Lasse Andersen

Personal information
- Full name: Lasse Thillitz Andersen
- Date of birth: 24 May 1995 (age 31)
- Place of birth: Denmark
- Position: Defender

Team information
- Current team: Kjellerup
- Number: 15

Youth career
- Kjellerup
- Viborg

Senior career*
- Years: Team / Apps / (Gls)
- 2014–2015: Viborg / 1 / (0)
- 2015: → Kjellerup (loan)
- 2015–2018: Kjellerup
- 2018–2019: HB Tórshavn / 48 / (0)
- 2020: Skive / 5 / (0)
- 2022–: Kjellerup

= Lasse Andersen =

Danish footballer (born 1995)

Lasse Thillitz Andersen (born 24 May 1995) is a Danish professional footballer who plays as a defender for Kjellerup IF.

==Career==
Andersen started his senior career with Viborg FF in the Danish Superliga, where he made one league appearance.
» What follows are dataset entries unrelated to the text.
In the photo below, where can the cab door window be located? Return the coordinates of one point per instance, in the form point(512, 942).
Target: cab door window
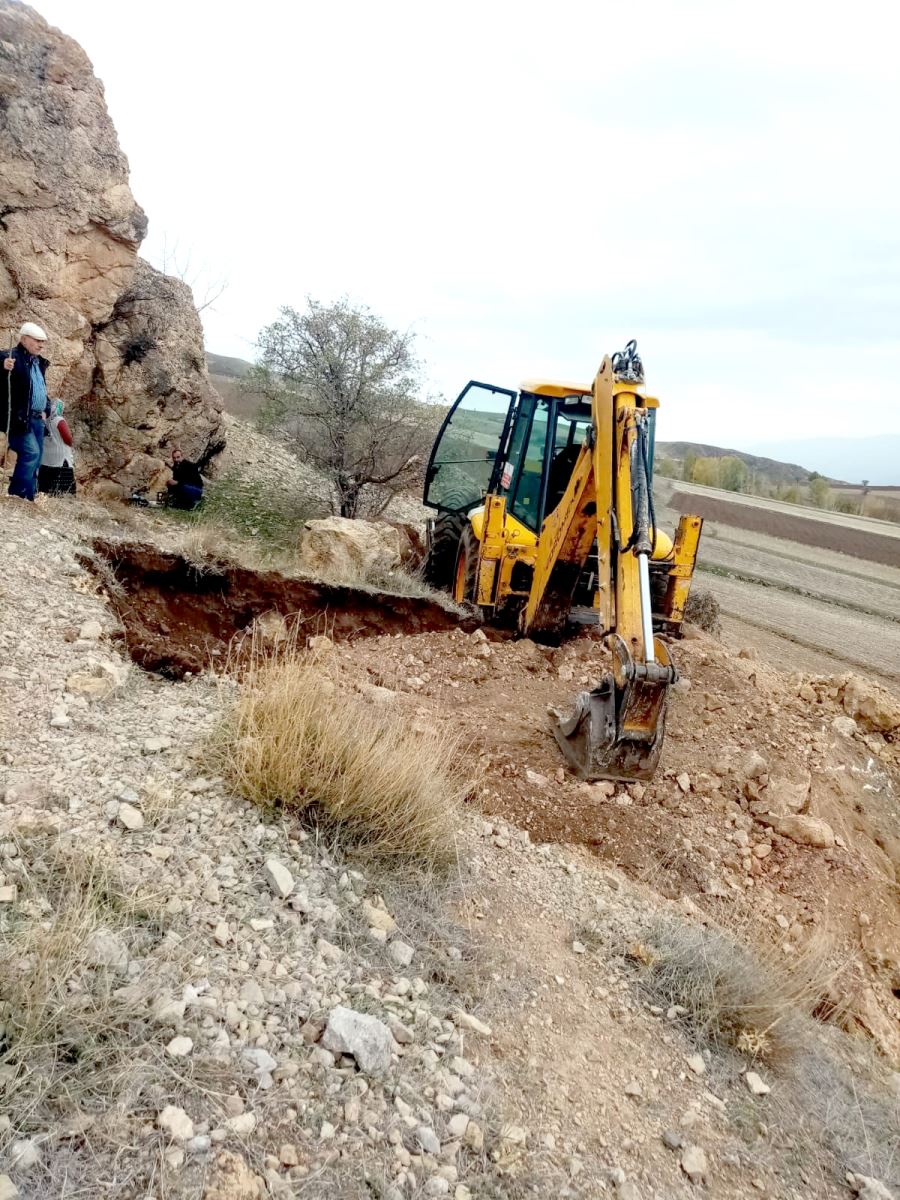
point(466, 455)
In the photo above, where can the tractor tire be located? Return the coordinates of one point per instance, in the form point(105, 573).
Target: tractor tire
point(466, 568)
point(441, 559)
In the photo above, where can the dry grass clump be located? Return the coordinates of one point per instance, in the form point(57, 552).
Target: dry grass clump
point(702, 610)
point(298, 739)
point(747, 1000)
point(66, 1020)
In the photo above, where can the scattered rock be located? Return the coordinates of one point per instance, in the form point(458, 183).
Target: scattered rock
point(175, 1122)
point(130, 817)
point(156, 745)
point(365, 1037)
point(805, 831)
point(694, 1163)
point(401, 953)
point(467, 1021)
point(845, 726)
point(429, 1140)
point(24, 1153)
point(755, 1084)
point(103, 948)
point(871, 705)
point(337, 549)
point(869, 1188)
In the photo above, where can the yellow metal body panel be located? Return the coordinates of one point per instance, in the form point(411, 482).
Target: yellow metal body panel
point(684, 561)
point(549, 388)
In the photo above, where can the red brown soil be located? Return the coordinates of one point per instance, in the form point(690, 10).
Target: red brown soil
point(828, 535)
point(179, 617)
point(678, 833)
point(681, 843)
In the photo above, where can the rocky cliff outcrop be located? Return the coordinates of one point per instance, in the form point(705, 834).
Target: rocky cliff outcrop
point(125, 341)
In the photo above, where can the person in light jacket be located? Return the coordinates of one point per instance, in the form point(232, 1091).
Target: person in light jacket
point(24, 407)
point(57, 473)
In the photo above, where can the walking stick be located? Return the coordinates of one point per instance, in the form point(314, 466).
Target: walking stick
point(9, 403)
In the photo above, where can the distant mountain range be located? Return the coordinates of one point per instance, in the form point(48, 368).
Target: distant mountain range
point(772, 469)
point(876, 459)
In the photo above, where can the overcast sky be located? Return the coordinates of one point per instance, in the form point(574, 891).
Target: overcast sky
point(527, 186)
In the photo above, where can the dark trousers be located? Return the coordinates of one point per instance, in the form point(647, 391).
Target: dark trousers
point(185, 496)
point(57, 480)
point(29, 448)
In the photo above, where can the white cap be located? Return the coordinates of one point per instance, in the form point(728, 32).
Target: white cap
point(31, 330)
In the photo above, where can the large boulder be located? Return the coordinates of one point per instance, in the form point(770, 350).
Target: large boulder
point(348, 551)
point(125, 342)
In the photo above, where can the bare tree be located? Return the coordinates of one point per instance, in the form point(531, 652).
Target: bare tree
point(342, 388)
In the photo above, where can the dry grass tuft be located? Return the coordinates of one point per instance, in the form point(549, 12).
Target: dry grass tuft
point(66, 1019)
point(298, 739)
point(747, 1000)
point(703, 611)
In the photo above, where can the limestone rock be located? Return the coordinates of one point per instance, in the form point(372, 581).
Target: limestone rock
point(694, 1163)
point(103, 948)
point(175, 1122)
point(365, 1037)
point(870, 705)
point(232, 1179)
point(755, 1084)
point(868, 1188)
point(805, 831)
point(348, 551)
point(279, 877)
point(130, 817)
point(125, 342)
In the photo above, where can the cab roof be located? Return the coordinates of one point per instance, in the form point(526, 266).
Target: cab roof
point(552, 388)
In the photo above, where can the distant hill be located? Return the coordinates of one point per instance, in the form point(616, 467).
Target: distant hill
point(876, 457)
point(226, 375)
point(227, 367)
point(769, 468)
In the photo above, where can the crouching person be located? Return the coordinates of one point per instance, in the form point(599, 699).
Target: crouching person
point(57, 472)
point(185, 487)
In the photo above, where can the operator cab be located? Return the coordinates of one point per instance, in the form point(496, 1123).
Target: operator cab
point(522, 445)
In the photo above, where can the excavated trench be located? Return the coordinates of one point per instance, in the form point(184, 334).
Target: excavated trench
point(180, 617)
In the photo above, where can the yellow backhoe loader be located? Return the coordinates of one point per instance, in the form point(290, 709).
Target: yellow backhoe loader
point(545, 519)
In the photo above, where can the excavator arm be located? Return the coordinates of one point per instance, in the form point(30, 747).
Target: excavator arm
point(616, 730)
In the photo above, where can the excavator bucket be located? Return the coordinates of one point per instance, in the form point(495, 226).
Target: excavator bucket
point(617, 730)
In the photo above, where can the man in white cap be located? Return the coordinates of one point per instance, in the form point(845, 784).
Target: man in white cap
point(24, 407)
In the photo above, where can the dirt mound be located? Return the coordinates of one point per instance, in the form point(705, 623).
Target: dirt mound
point(771, 804)
point(180, 616)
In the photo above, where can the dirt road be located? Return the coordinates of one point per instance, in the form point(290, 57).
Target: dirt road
point(803, 607)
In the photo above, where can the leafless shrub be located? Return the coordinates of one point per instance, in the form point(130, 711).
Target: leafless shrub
point(735, 996)
point(298, 739)
point(67, 1023)
point(702, 610)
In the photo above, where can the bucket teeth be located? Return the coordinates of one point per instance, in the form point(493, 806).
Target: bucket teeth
point(600, 739)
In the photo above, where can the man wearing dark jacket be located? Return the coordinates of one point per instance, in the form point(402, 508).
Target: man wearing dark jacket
point(24, 407)
point(186, 484)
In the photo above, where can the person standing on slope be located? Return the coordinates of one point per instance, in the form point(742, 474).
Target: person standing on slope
point(24, 407)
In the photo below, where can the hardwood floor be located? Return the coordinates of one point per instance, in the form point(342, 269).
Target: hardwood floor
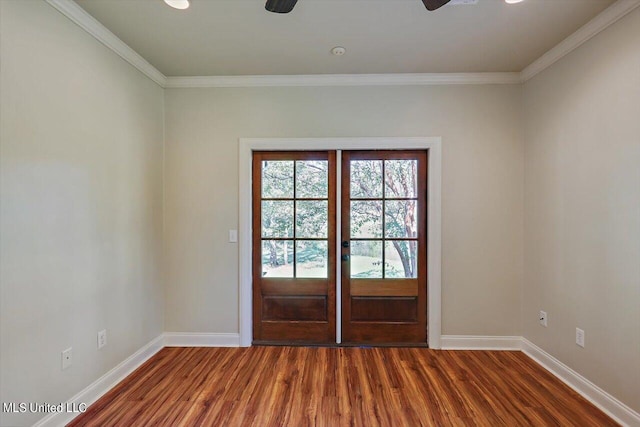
point(307, 386)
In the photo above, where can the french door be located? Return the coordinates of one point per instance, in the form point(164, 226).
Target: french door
point(384, 247)
point(382, 237)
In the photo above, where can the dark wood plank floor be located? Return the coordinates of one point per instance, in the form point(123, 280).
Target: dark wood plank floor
point(310, 386)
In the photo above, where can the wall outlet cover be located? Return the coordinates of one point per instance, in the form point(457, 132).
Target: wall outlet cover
point(67, 358)
point(542, 318)
point(102, 338)
point(580, 337)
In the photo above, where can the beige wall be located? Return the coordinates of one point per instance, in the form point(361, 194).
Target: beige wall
point(481, 194)
point(81, 207)
point(582, 209)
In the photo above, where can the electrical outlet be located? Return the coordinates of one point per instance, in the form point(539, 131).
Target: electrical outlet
point(580, 337)
point(102, 338)
point(67, 358)
point(543, 318)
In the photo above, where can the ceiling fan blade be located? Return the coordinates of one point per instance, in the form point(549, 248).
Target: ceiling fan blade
point(434, 4)
point(280, 6)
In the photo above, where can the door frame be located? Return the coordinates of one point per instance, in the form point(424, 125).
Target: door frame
point(433, 145)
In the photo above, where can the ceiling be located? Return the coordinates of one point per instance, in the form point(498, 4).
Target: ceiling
point(238, 37)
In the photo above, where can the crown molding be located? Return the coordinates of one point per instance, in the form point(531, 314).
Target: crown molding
point(80, 17)
point(344, 80)
point(603, 20)
point(606, 18)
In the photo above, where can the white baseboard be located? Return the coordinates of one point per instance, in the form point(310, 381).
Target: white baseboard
point(600, 398)
point(594, 394)
point(103, 384)
point(195, 339)
point(478, 342)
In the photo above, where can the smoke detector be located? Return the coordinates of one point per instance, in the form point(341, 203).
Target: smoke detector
point(338, 51)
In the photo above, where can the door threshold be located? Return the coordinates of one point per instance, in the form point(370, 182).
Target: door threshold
point(338, 345)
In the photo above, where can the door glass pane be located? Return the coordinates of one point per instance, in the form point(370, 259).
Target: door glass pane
point(277, 218)
point(401, 178)
point(366, 219)
point(277, 258)
point(401, 258)
point(277, 179)
point(366, 259)
point(311, 258)
point(311, 219)
point(401, 218)
point(366, 179)
point(311, 179)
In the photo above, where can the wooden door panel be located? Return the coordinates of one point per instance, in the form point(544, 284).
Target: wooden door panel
point(384, 267)
point(294, 308)
point(387, 309)
point(293, 220)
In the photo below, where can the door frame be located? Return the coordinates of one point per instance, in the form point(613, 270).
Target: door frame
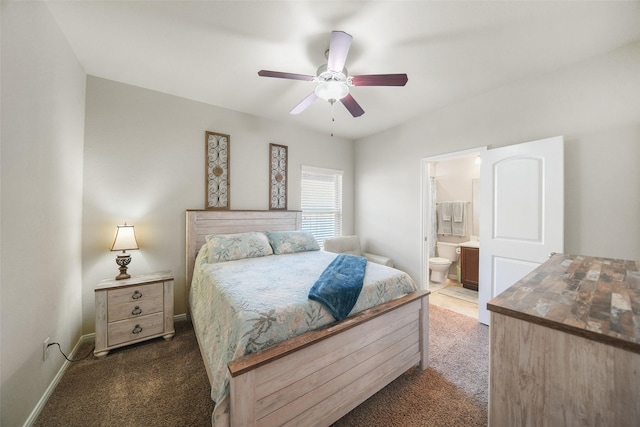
point(425, 205)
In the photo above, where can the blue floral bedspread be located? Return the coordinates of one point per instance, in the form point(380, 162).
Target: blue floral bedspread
point(245, 305)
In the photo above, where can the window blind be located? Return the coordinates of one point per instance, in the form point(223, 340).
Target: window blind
point(321, 193)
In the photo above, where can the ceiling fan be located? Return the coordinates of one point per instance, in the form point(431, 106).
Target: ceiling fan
point(334, 81)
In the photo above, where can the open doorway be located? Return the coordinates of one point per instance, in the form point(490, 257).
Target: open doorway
point(451, 187)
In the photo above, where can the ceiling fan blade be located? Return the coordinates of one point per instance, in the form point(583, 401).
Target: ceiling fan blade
point(338, 50)
point(304, 103)
point(354, 108)
point(380, 80)
point(280, 75)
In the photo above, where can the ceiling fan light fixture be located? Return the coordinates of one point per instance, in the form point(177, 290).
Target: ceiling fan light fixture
point(332, 90)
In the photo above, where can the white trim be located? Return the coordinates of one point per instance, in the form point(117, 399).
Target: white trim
point(56, 380)
point(54, 383)
point(425, 214)
point(321, 171)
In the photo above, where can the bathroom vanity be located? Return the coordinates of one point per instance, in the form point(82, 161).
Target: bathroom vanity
point(469, 264)
point(565, 345)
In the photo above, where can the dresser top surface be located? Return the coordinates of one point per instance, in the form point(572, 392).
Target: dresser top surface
point(596, 298)
point(159, 276)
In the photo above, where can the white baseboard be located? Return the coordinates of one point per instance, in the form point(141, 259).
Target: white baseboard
point(54, 383)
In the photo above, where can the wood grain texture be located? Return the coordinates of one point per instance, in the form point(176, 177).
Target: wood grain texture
point(133, 310)
point(319, 383)
point(317, 377)
point(541, 376)
point(200, 223)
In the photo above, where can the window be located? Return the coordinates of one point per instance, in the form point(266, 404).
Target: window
point(321, 191)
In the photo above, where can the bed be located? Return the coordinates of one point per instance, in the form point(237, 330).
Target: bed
point(313, 378)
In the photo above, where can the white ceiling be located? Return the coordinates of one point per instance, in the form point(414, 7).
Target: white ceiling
point(211, 51)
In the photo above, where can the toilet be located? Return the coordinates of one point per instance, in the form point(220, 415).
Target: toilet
point(439, 266)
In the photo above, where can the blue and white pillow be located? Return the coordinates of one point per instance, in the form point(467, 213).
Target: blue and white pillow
point(228, 247)
point(288, 242)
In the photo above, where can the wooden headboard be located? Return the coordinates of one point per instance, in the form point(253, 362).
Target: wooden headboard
point(200, 223)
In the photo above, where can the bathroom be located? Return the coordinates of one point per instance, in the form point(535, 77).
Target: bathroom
point(455, 180)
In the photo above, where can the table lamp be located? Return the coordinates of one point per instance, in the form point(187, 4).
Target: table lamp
point(125, 240)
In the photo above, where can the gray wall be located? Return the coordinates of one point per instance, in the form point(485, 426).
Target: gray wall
point(43, 93)
point(595, 105)
point(144, 164)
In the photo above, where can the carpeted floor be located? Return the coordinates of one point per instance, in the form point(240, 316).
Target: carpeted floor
point(163, 383)
point(460, 293)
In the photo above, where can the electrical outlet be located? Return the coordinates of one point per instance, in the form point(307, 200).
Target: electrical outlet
point(45, 349)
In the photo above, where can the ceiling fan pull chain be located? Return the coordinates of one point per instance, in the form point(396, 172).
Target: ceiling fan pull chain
point(333, 118)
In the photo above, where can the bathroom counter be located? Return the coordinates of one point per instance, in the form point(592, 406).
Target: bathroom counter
point(471, 244)
point(565, 345)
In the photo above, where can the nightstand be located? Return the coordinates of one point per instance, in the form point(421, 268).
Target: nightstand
point(133, 310)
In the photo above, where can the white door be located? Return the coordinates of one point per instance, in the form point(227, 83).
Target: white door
point(521, 213)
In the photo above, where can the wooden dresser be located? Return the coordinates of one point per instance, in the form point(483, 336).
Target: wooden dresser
point(565, 345)
point(133, 310)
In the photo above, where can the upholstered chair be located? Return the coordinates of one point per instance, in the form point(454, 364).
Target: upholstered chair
point(351, 245)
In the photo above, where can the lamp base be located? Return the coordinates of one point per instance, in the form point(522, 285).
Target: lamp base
point(123, 260)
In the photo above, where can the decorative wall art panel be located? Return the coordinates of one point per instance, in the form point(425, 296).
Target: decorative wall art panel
point(217, 175)
point(278, 177)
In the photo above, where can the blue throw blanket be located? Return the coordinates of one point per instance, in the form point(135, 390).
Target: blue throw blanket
point(339, 285)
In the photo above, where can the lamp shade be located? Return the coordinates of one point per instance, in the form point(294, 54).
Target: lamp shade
point(125, 239)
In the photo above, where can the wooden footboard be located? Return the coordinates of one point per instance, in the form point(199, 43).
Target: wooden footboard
point(318, 377)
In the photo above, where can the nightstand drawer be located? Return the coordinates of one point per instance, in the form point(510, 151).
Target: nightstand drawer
point(132, 310)
point(134, 293)
point(134, 329)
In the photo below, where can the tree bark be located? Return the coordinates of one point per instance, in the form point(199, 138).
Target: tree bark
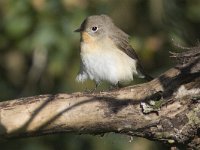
point(132, 110)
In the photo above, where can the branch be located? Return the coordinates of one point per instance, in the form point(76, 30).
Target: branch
point(176, 121)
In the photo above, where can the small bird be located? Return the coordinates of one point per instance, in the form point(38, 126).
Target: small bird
point(106, 54)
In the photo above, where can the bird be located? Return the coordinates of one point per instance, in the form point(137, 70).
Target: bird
point(106, 53)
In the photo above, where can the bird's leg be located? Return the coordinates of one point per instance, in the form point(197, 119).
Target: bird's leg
point(93, 90)
point(115, 86)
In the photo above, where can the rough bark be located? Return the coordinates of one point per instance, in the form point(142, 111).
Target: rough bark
point(176, 121)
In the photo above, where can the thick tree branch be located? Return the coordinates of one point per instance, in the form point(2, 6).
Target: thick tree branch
point(176, 121)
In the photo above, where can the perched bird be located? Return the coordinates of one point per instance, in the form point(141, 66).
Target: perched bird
point(106, 54)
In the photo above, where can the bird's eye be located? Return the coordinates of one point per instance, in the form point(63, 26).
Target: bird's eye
point(94, 29)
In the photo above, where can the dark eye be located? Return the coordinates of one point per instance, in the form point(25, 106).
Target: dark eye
point(94, 29)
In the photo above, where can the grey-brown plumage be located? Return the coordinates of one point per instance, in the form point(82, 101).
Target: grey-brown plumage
point(106, 53)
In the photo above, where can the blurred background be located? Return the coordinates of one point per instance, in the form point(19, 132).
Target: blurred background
point(39, 54)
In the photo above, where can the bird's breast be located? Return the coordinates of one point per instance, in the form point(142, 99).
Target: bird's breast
point(104, 62)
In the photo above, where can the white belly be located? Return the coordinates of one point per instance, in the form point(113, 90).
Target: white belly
point(112, 66)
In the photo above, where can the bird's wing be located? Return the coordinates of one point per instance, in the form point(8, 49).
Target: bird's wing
point(121, 40)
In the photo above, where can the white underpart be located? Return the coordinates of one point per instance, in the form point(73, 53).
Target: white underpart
point(106, 65)
point(182, 91)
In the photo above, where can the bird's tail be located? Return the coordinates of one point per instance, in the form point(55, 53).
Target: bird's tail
point(143, 74)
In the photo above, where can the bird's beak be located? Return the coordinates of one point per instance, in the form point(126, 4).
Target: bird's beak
point(78, 30)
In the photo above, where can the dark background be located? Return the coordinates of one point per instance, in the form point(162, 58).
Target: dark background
point(39, 54)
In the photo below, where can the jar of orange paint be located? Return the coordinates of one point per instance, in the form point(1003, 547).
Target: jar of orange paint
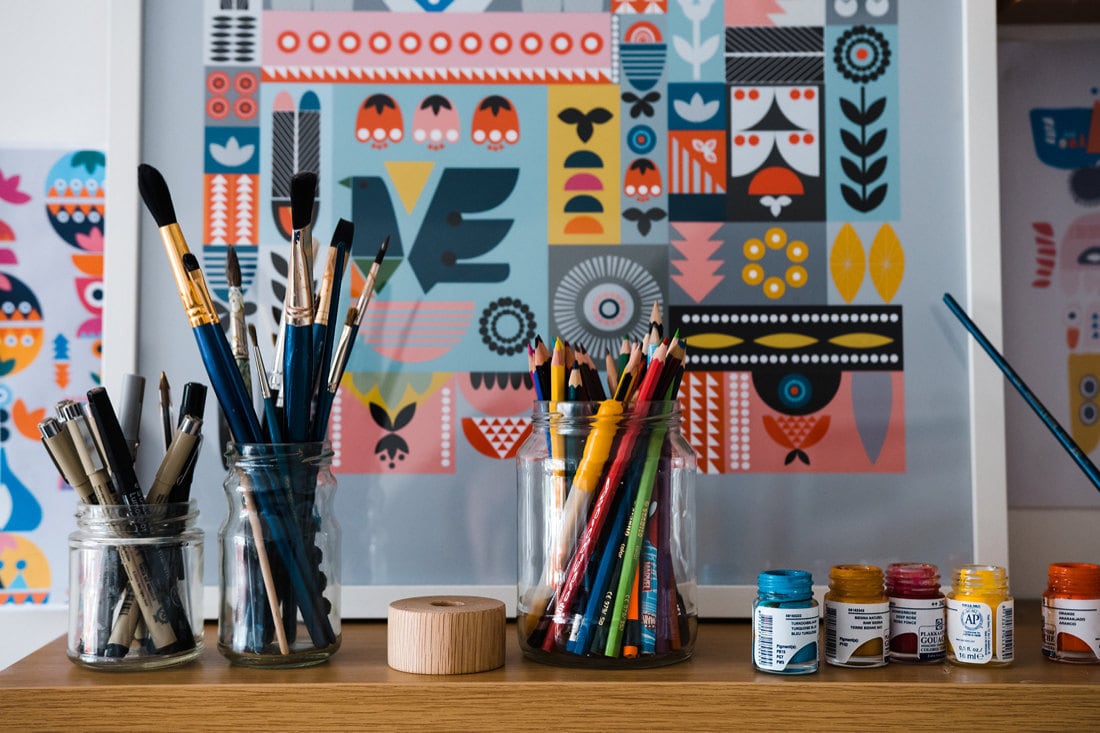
point(1071, 613)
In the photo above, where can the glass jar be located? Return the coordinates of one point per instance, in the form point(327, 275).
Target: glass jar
point(279, 579)
point(785, 623)
point(1071, 613)
point(980, 616)
point(135, 587)
point(916, 613)
point(606, 536)
point(857, 617)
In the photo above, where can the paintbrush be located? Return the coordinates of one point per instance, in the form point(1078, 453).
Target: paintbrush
point(1064, 438)
point(274, 433)
point(303, 190)
point(328, 302)
point(345, 343)
point(217, 357)
point(298, 351)
point(227, 384)
point(238, 340)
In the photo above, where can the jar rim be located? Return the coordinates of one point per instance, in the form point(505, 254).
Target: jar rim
point(310, 451)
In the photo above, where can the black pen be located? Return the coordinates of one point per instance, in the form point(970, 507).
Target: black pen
point(133, 561)
point(130, 406)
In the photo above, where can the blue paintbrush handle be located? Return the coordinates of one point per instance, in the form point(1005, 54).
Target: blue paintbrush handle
point(1067, 441)
point(297, 381)
point(272, 503)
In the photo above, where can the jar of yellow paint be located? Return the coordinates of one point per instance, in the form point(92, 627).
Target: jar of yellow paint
point(980, 616)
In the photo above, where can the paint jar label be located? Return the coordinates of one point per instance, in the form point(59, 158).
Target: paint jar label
point(783, 635)
point(916, 627)
point(970, 630)
point(1079, 620)
point(851, 630)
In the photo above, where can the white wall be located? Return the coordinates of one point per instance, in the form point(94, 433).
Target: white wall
point(54, 81)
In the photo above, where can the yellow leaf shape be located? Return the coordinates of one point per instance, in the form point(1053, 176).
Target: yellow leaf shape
point(714, 340)
point(887, 262)
point(860, 340)
point(783, 340)
point(846, 263)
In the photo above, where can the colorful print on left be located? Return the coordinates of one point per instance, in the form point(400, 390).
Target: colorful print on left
point(51, 330)
point(553, 168)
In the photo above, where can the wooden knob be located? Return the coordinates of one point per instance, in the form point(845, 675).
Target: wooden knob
point(446, 634)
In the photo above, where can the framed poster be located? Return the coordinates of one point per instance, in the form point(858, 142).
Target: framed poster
point(796, 184)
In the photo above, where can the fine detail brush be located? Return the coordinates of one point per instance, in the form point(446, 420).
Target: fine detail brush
point(345, 343)
point(1064, 438)
point(328, 302)
point(229, 389)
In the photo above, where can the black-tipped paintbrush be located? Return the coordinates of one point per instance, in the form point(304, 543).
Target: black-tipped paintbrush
point(217, 357)
point(230, 391)
point(328, 303)
point(303, 193)
point(345, 343)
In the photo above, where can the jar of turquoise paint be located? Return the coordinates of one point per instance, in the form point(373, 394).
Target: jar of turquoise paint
point(785, 623)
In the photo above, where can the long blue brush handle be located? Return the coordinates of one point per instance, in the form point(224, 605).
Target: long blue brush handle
point(297, 381)
point(272, 503)
point(1067, 441)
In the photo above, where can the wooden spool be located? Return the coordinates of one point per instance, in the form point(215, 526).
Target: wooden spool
point(446, 634)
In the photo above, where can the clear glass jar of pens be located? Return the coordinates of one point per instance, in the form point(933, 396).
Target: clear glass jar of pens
point(279, 579)
point(606, 536)
point(116, 625)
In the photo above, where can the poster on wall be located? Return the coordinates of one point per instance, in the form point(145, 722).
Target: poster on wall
point(554, 170)
point(51, 329)
point(1049, 111)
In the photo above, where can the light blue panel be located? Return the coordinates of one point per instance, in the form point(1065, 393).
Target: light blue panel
point(861, 100)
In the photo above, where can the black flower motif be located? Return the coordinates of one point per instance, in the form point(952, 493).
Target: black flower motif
point(861, 54)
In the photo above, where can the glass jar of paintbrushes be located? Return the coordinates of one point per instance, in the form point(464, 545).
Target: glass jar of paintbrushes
point(279, 579)
point(135, 592)
point(606, 535)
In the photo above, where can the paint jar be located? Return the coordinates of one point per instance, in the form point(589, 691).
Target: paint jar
point(606, 536)
point(135, 587)
point(916, 613)
point(980, 616)
point(857, 617)
point(279, 575)
point(785, 623)
point(1071, 613)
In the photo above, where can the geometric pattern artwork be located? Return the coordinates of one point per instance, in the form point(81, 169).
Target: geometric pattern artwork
point(553, 171)
point(52, 244)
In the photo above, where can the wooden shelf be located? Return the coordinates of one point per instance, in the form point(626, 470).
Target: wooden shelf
point(716, 689)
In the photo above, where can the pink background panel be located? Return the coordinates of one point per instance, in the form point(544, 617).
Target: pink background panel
point(437, 40)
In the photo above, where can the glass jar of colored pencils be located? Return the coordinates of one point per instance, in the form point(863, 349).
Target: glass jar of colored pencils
point(606, 536)
point(135, 587)
point(279, 576)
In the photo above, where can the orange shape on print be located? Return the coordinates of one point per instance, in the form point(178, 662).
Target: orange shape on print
point(583, 226)
point(89, 263)
point(496, 437)
point(776, 181)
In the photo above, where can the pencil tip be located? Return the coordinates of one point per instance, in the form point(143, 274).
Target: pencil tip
point(232, 267)
point(382, 250)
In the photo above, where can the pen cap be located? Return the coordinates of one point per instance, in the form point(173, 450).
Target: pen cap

After that, he played for Kjellerup IF and Faroe club Havnar Bóltfelag. He joined Skive IK in February 2020. However, due to injuries, he was forced to take a break from playing in August 2020.

In the summer 2021, Andersen began training with his former club Kjellerup IF and in March 2022, he signed a contract with the club.